From paper to PDF with OCR text on Linux in your terminal (with Fujitsu ScanSnap)

Posted on Thu 03 January 2019 in how-to

Switching from a Mac with osx to Linux can be though. Especially when it comes to scanning. Many years ago I had some first interactions with the SANE project, which is the solution for scanning under Linux.

As scanning with my Fujitsu ScanSnap has been quite comfortable and not quite FOSS with osx and the vendors software it's time to migrate the results to proper utlities!

sane setup for ScanSnap scanners

After installing sane-frontends and sane-backends via dnf it's time to install the drivers. This page provides download links. You can copy the file to /usr/share/sane/epjitsu/ with sudo after creating the directory.

The rest of the sane setup is covered in various other blog posts, e.g. the one linked before. I won't cover the setup in this post.

PDF and OCR - where to start?

As you may have discovered it's though to find any current and still working solutions for converting your scans to PDF and add OCR text data. Some of the tutorials are simply outdated, others refer to graphical applications.

I've been searching for solutions myself and here are some notes: scanning under Linux is still a mess GUI applications are easier to find pdfocr looks simple, but not a solution (as it requires a broken dependency called pdftk) tesseract is great! * many projects that cover the issue partially are not maintaned anymore * as always it's useful to verify last commit and release dates

After reading quite some blog posts, scripts, commit histories and so on I've decided that my solution must be build with tools I can install with dnf or pip3 to make sure security updates can be installed easily and to have a chance that the projects are available in a later Fedora version as well.

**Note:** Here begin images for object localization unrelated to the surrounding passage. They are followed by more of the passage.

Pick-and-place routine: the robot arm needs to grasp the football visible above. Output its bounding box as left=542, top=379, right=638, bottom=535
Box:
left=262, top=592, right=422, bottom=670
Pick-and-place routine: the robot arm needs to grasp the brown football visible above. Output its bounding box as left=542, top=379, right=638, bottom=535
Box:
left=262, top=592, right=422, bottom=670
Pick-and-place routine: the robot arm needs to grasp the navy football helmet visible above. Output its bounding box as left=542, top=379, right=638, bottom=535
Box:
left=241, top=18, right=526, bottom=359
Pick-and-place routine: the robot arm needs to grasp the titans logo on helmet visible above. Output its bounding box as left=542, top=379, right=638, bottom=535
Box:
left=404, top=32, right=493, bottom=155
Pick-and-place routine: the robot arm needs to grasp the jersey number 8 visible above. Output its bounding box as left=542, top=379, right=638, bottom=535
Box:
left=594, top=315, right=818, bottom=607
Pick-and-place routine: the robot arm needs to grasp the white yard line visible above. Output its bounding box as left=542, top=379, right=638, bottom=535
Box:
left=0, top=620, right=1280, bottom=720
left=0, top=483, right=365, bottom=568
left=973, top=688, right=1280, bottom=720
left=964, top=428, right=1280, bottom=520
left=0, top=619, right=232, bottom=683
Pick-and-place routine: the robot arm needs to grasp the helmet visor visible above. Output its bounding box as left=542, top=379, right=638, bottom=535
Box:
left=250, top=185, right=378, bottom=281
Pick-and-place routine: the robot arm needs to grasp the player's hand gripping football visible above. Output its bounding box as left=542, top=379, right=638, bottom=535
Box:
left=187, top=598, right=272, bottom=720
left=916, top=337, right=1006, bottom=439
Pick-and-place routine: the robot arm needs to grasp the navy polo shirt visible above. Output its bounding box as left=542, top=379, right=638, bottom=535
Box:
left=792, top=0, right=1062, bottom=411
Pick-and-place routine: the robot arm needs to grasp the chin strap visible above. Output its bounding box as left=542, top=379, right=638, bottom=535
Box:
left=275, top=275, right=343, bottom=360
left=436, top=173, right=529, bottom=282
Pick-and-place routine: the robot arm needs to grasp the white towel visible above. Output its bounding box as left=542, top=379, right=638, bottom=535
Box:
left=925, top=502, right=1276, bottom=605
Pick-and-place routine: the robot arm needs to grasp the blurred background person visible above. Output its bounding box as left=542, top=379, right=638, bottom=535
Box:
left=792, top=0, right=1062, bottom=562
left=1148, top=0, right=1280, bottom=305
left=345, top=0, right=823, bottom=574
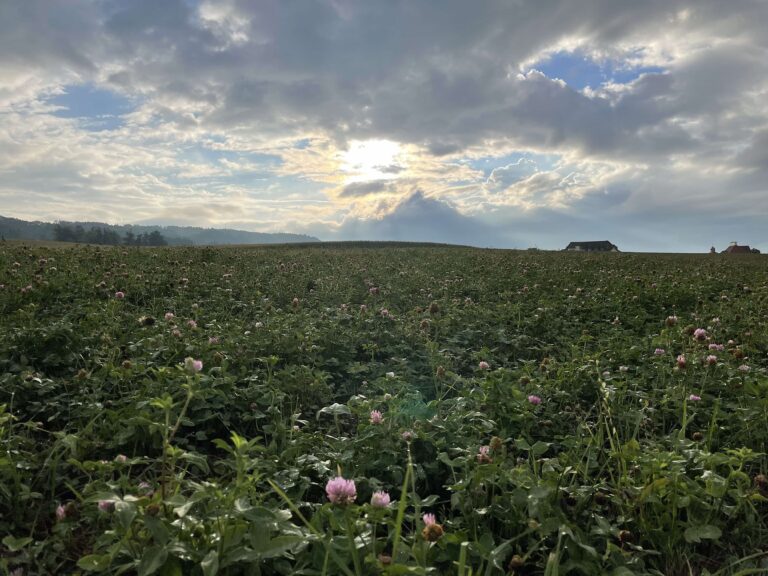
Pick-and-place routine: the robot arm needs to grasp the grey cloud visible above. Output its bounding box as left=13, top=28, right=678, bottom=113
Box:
left=332, top=191, right=514, bottom=247
left=339, top=180, right=391, bottom=198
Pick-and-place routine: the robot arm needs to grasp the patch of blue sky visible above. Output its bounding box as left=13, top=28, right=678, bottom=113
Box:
left=48, top=84, right=137, bottom=131
left=532, top=51, right=664, bottom=90
left=466, top=151, right=560, bottom=178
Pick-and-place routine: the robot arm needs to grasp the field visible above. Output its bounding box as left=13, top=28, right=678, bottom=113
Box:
left=0, top=243, right=768, bottom=576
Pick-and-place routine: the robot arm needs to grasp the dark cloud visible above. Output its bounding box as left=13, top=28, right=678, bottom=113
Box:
left=0, top=0, right=768, bottom=246
left=332, top=191, right=514, bottom=247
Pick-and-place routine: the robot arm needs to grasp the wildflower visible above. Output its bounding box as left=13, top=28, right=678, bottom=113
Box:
left=371, top=490, right=390, bottom=508
left=325, top=476, right=357, bottom=504
left=184, top=356, right=203, bottom=374
left=421, top=514, right=444, bottom=542
left=664, top=316, right=677, bottom=326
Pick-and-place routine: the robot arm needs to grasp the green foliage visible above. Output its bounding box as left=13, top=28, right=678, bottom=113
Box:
left=0, top=244, right=768, bottom=576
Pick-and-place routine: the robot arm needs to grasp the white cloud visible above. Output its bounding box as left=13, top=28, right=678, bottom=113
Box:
left=0, top=0, right=768, bottom=250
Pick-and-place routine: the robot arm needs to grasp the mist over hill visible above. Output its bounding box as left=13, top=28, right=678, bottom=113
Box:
left=0, top=216, right=320, bottom=246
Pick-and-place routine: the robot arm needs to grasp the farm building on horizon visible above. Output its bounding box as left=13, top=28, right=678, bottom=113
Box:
left=721, top=242, right=760, bottom=254
left=565, top=240, right=619, bottom=252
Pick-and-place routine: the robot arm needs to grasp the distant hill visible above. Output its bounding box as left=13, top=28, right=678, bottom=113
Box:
left=0, top=216, right=320, bottom=246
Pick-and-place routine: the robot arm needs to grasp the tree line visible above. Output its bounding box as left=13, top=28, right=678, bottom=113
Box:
left=53, top=224, right=168, bottom=246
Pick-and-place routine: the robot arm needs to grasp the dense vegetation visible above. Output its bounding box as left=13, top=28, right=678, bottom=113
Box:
left=53, top=224, right=168, bottom=246
left=0, top=216, right=319, bottom=246
left=0, top=244, right=768, bottom=576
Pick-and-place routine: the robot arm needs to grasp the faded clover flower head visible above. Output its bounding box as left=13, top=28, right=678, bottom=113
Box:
left=184, top=356, right=203, bottom=374
left=371, top=490, right=391, bottom=508
left=665, top=315, right=677, bottom=326
left=325, top=476, right=357, bottom=504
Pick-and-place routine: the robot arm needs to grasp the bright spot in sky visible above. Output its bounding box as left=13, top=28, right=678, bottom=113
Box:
left=341, top=140, right=405, bottom=183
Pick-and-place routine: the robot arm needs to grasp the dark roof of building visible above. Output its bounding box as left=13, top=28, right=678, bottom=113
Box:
left=565, top=240, right=618, bottom=251
left=723, top=244, right=752, bottom=254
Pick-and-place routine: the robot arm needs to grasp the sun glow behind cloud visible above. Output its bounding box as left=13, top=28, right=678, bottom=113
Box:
left=340, top=139, right=407, bottom=184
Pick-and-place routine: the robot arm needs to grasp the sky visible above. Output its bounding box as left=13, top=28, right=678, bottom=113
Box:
left=0, top=0, right=768, bottom=252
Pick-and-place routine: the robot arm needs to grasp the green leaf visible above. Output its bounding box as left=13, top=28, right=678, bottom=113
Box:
left=160, top=556, right=183, bottom=576
left=200, top=550, right=219, bottom=576
left=317, top=402, right=351, bottom=418
left=138, top=546, right=168, bottom=576
left=3, top=536, right=32, bottom=552
left=77, top=554, right=111, bottom=572
left=684, top=524, right=723, bottom=543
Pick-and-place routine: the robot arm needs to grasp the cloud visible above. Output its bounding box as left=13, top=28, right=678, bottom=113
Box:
left=0, top=0, right=768, bottom=250
left=339, top=180, right=392, bottom=198
left=332, top=190, right=513, bottom=247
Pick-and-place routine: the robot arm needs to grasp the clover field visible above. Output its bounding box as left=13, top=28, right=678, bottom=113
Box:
left=0, top=242, right=768, bottom=576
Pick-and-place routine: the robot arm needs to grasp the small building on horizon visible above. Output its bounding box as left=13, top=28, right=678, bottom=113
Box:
left=721, top=242, right=753, bottom=254
left=565, top=240, right=619, bottom=252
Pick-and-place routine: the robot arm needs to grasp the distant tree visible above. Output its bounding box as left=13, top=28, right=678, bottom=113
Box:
left=71, top=224, right=85, bottom=242
left=53, top=224, right=75, bottom=242
left=148, top=230, right=168, bottom=246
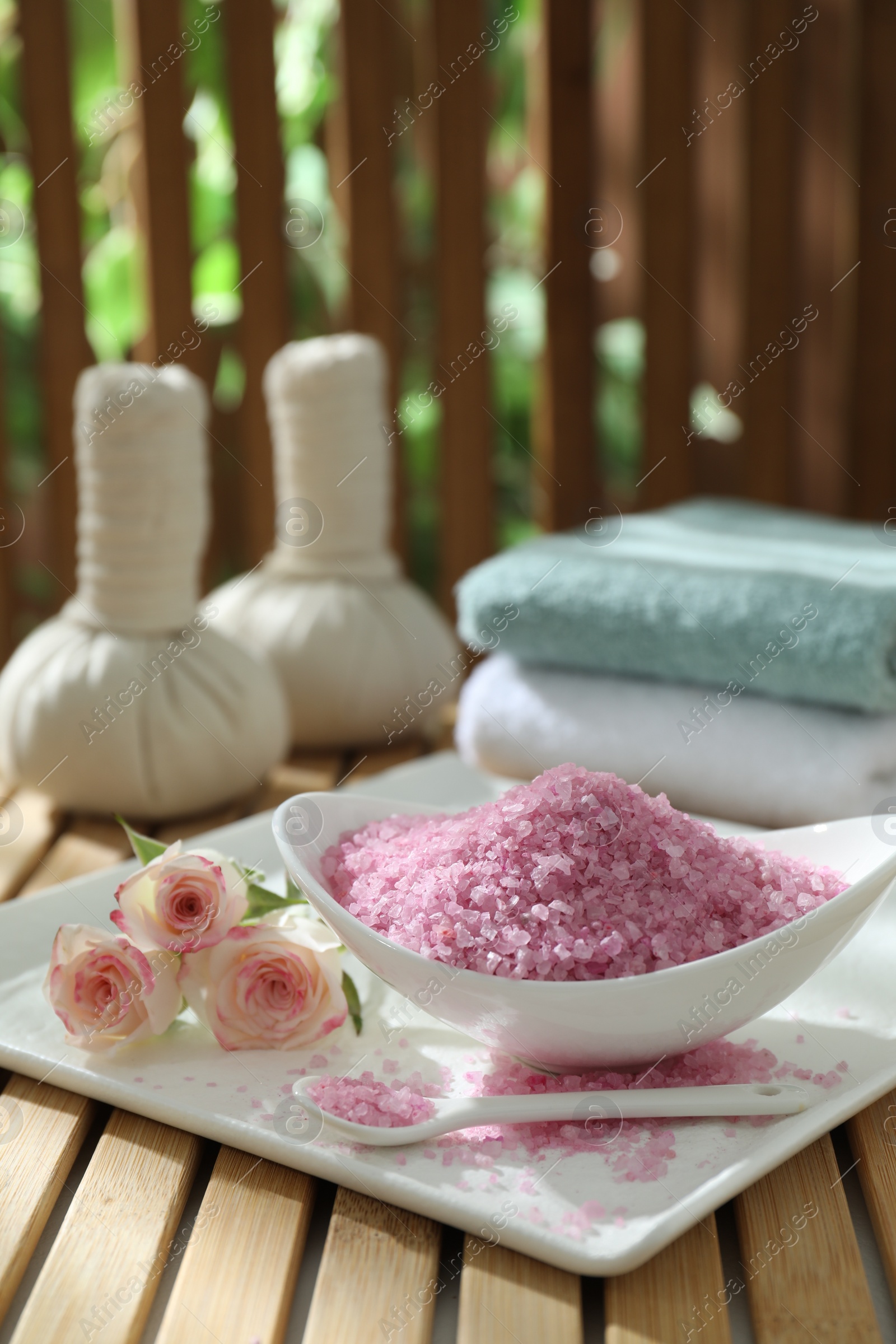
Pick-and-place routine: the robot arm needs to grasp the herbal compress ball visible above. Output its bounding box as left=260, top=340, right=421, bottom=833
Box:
left=211, top=333, right=459, bottom=746
left=0, top=364, right=289, bottom=817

Installing dependencies - using the script

Before using the script some dependncies should be installed:

dnf install tesseract tesseract-osd tesseract-langpack-deu ocrmypdf netpbm-utils ghostscript fish

If you're only scanning documents with English text tesseract-langpack-deu is not required. It can also be switched for other languages, e.g. Russian with the package tesseract-langpack-rus.

You can find the script from this link on GitHub or copy it from this page. After the download adjust the device id and give it a try.

#!/usr/bin/fish

# change this to your device id, see scanimage -L for a list of your devices
set -x device 'epjitsu:libusb:001:019'

# exit if no title is provided
if not set -q argv[1]:
    echo "Please enter at least a title!"
    exit 1
end

# simply convert arguments to variables
if set -q argv[1]
    set -x title (echo $argv[1])
end

if set -q argv[2]
    set -x resolution (echo $argv[2])
else
    set -x resolution 300
end

if set -q argv[3]
    set -x mode $argv[3]
else
    set -x mode Gray
end

if set -q argv[4]
    set -x destinationdir $argv[4]
else
    set -x destinationdir '/home/rullmann/Downloads'
end


# create temporary dir with variable name
set -x tempdir /tmp/scan_(tr -dc 'a-z0-9' < /dev/urandom | head -c 32)
mkdir $tempdir

# create output filename for final pdf by converting the title and adding the date
set -x outputfile $destinationdir/(date +%F)_(echo $title | sed -e 's/\(.*\)/\L\1/' -e 's/\ /_/g').pdf

# actually scan and process the input
scanadf -d $device --resolution $resolution --mode $mode -o $tempdir/%d ;and for file in (ls $tempdir/) ; pnmtops $tempdir/$file ; end | ps2pdf - | ocrmypdf -l deu+eng --rotate-pages --deskew - $outputfile --title "$title"

# remove temp dir
rm -r $tempdir